Ketchum hired to lobby for post-hurricane funds

WASHINGTON: Louisiana is launching a PR and lobbying effort to boost post-hurricane reconstruction funding.

WASHINGTON: Louisiana is launching a PR and lobbying effort to boost post-hurricane reconstruction funding.

The Louisiana Recovery Authority (LRA), via its fundraising group, Baton Rouge, LA-based LRA Support Foundation, has hired Ketchum Public Affairs and its lobbying unit, The Washington Group (TWG), to trumpet that message.

Heading up the effort for Ketchum and The Washington Group is former Rep.
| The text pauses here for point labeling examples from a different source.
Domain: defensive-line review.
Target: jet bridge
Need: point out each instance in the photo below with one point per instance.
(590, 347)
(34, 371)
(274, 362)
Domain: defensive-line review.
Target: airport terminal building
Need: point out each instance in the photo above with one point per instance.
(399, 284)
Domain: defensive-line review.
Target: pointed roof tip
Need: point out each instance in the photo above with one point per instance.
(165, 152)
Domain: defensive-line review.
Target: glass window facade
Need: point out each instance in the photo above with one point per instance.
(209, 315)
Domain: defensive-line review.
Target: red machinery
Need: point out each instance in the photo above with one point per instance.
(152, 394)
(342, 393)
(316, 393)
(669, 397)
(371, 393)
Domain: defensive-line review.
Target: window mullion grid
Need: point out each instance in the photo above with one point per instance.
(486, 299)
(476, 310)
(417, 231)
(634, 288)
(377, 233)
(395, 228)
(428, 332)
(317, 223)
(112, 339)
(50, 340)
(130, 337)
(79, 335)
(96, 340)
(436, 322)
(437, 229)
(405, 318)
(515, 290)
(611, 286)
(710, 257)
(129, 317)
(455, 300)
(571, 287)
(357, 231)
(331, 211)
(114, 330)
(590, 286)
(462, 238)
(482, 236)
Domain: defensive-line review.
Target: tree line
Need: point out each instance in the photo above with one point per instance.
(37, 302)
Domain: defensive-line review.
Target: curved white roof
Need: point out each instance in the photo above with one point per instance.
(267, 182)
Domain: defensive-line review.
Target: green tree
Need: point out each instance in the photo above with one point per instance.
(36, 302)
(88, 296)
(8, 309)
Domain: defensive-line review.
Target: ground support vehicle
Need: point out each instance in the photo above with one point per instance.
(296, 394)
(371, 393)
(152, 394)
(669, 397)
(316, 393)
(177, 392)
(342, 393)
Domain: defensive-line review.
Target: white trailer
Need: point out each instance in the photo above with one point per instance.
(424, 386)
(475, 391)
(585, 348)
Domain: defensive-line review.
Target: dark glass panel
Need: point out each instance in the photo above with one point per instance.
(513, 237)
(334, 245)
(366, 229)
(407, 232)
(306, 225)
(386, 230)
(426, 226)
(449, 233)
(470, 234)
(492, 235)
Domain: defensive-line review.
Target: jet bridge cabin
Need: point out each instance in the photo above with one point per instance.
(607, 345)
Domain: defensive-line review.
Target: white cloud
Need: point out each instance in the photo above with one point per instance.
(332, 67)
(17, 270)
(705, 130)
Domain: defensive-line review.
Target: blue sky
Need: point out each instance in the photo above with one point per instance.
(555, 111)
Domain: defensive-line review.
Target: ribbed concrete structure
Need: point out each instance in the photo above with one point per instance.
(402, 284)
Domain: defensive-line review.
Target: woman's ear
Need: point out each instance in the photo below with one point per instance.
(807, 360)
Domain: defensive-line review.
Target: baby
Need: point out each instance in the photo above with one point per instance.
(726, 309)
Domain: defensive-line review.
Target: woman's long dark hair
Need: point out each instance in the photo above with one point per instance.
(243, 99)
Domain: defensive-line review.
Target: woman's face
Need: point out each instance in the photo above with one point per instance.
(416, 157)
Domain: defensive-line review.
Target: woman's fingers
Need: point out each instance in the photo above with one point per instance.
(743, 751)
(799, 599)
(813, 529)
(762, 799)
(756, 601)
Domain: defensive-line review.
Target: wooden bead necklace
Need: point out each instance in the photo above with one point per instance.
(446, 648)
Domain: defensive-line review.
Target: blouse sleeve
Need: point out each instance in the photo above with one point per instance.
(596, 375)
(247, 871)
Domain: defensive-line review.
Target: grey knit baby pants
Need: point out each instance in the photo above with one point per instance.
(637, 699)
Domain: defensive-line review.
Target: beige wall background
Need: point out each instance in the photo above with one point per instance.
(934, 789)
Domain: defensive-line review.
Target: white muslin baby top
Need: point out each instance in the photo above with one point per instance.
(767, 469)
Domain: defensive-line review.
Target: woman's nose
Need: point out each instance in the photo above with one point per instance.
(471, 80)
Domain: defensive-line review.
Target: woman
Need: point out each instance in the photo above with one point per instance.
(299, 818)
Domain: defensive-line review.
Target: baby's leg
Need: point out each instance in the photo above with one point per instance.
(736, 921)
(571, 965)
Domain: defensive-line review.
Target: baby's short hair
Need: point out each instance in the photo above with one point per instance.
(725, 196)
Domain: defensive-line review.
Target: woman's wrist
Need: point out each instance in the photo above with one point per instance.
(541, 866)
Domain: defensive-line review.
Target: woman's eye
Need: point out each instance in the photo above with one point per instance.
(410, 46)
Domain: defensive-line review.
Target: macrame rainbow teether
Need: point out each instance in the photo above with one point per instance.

Susan Molinari (R-NY), now president of Ketchum Public Affairs, and president and CEO of TWG.

Molinari said the agencies - which pitched the account together as Ketchum - won the business a month ago and have already started work on the efforts. TWG will handle lobbying, and Ketchum will handle a national media outreach and public affairs campaign. "[We] will do a national educational campaign, as well as a lobbying effort on Capitol Hill aimed at the House," Molinari said. "It's about showing that Louisiana has made a lot of progress, but also making sure the public knows there are a large number of unmet needs."

She said outreach would include meetings with editorial boards, influencers, and opinion leaders, explaining the basis of LRA's fiscal needs.

Sean Riley, member of the LRA Support Foundation board, said Ketchum has already worked to get editorials in both The Washington Post and The New York Times.

"They've helped tell stories about the state that haven't been told, namely that the need is great and that the plans and funding requests that we have in motion are well thought out and detailed," he said.

The agencies will highlight recovery efforts LRA has made thus far, demonstrate accountability for funds already allocated, and persuade lawmakers to provide more - most immediately $4.2 billion requested by the White House that is being mulled in Congress.

The LRA is a coordinating body with a four-year mandate, created by Louisiana Gov. Kathleen Babineaux Blanco (D) last October to address post-hurricane recovery and rebuilding in Louisiana. The LRA Support Foundation pegs the cost to develop LRA's recovery plan alone at $20 million.

Said Catherine Heitman, LRA communications director, "We needed an organization in Washington [to] help us communicate directly with policymakers, decision makers and opinion leaders."

In December, Congress approved $6.2 billion for rebuilding. Heitman said that represents 54% of the money that was allocated for recovery.

She said LRA's argument is bolstered by a White House-approved cost structure worked up - pro bono - by management consulting firm McKinsey and Co. last year. "We didn't just grab the numbers out of the air," said Heitman.

"Specifically," she said, "we need to make the case for the magnitude of the damages. The point we are making now is [the funds are] tied to individual homes and families." She added that Ketchum and TWG give Louisiana a voice. "Louisiana does not have the political clout right now in Washington - we don't have a chairman of the money committee... all we have are the facts."
Congress is now considering the additional $4.2 billion LRA negotiated with the White House. It is Ketchum and TWG's job to get Congress to sign the check.

Heitman said the new money would be devoted to bringing home the 780,000 Louisiana residents scattered about the US, through a program to help rebuild some 120,000 homes through grants of up to $150,000 per family. "The goal is to get people back to repair their homes, to rebuild."

Said Molinari, "We want people to understand that these numbers are scrubbed and re-scrubbed by government, and [LRA] has [made] Deloitte & Touche the accounting firm that will measure spend and report back to opinion leaders on how these funds were spent."